Array of size 0 at the end of struct

Question

My professor of a systems programming course I'm taking told us today to define a struct with a zero-length array at the end:

struct array{
    size_t size;
    int data[0];
};

typedef struct array array;

This is a useful struct to define or initialize an array with a variable, i.e., something as follows:

array *array_new(size_t size){
    array* a = malloc(sizeof(array) + size * sizeof(int));

    if(a){
        a->size = size;
    }

    return a;
}

That is, using malloc(), we also allocate memory for the array of size zero. This is completely new for me, and it's seems odd, because, from my understanding, structs do not have their elements necessarily in continuous locations.

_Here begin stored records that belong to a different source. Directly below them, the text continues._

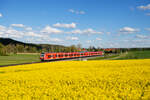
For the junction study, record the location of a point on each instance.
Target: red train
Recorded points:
(54, 56)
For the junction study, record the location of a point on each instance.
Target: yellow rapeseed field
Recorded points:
(77, 80)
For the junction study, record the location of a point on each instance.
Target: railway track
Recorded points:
(54, 60)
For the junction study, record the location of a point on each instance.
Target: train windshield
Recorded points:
(42, 55)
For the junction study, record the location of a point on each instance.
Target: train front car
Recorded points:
(42, 56)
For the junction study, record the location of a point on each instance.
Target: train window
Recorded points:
(50, 56)
(42, 55)
(66, 55)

Why does the code in array_new allocate memory to data[0]? Why would it be legal to access then, say

array * a = array_new(3);
a->data[1] = 12;

?

From what he told us, it seems that an array defined as length zero at the end of a struct is ensured to come immediately after the last element of the struct, but this seems strange, because, again, from my understanding, structs could have padding.

I've also seen around that this is just a feature of gcc and not defined by any standard. Is this true?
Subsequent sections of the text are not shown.